Shippers using Jawaharlal Nehru Port Trust (JNPT) benefited from much improved productivity and trade services last fiscal year, including automated processes and closer stakeholder coordination, but their participation in the port’s road-to-rail freight conversion program did note an increase — and this was despite government incentives and pressure.
A new provisional port freight data analysis by JOC.com shows JNPT’s rail share in fiscal year 2017-2018, which ended March 31, remained essentially flat compared with the previous year — at 14.6 percent. By volume, railed containers totaled 704,835 TEU out of the port’s total volume of 4.83 million TEU. That contstrats with 659,431 TEU and 4.5 million TEU, respectively, in fiscal 2016-2017.
And, not surprising, JNPT’s over-the-road traffic share was also static, at 84 percent, with trucks handling 4.06 million TEU, compared with 3.8 million TEU previously, according to the analysis.
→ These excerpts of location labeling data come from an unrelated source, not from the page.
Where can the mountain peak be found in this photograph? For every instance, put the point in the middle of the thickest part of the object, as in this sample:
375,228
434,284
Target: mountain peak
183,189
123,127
JNPT represents nearly half of India’s total container freight and, as such, a larger freight shift from trucks to rails is viewed as an effective way to relieve pressure on space-constrained landside operations that intermittently cause congestion and gate closures at the public harbor. Such occurrences in recent weeks slowed operations at terminals operated by APM Terminals and DP World, and customs authorities have scheduled a Thursday meeting with various stakeholders to weigh remedial measures.
The government of India has been pushing authorities at major public ports, particularly JNPT, to scale up their intermodal volumes to tackle notorious congestion issues and, in turn, prevent shippers from diverting cargo to privately operated minor ports, which have ample spare capacity and sophisticated infrastructure, including speedier rail-handling.
Absence of on-dock infrastructure at JNPT cited
Radio-frequency identification services provider DMICDC Logistics Data Services, in its various productivity reports, attributed the rail sluggishness at JNPT to the absence of on-dock infrastructure capable of operating dedicated trains for each terminal, instead of the complicated “inter-terminal, mixed train” system currently used during operations.
“Mixed container stacking at [the] yard of a different terminal leads to challenges in retrieving the same and at times, leads to the possibility of containers missing the vessel and loss of revenue for the shipping line,” the agency stated.
The other, longstanding stumbling block at JNPT has been the price differential between rail and road. Moreover, although the port sought to allay that concern with an equalized, common terminal tariff plan, started in early 2017, more competitive point-to-point intermodal rates and better services still remain the bigger draw for shippers.
JNPT has been working closely with the Ministry of Railways and intermodal operator Container Corporation of India to augment rail capacity and streamline operations and to that end, efforts are under way to set up a “common rail yard” for all terminals.
However, authorities see Indian Railways’ under-construction, dedicated rail freight corridor — linking JNPT with northern hinterland points — as their best, long-term bet to address shippers’ frustrations with connectivity limitations. The need for that rail freight corridor has been magnified after the opening of PSA International’s facility in February; it has a 2.4 million-TEU capacity.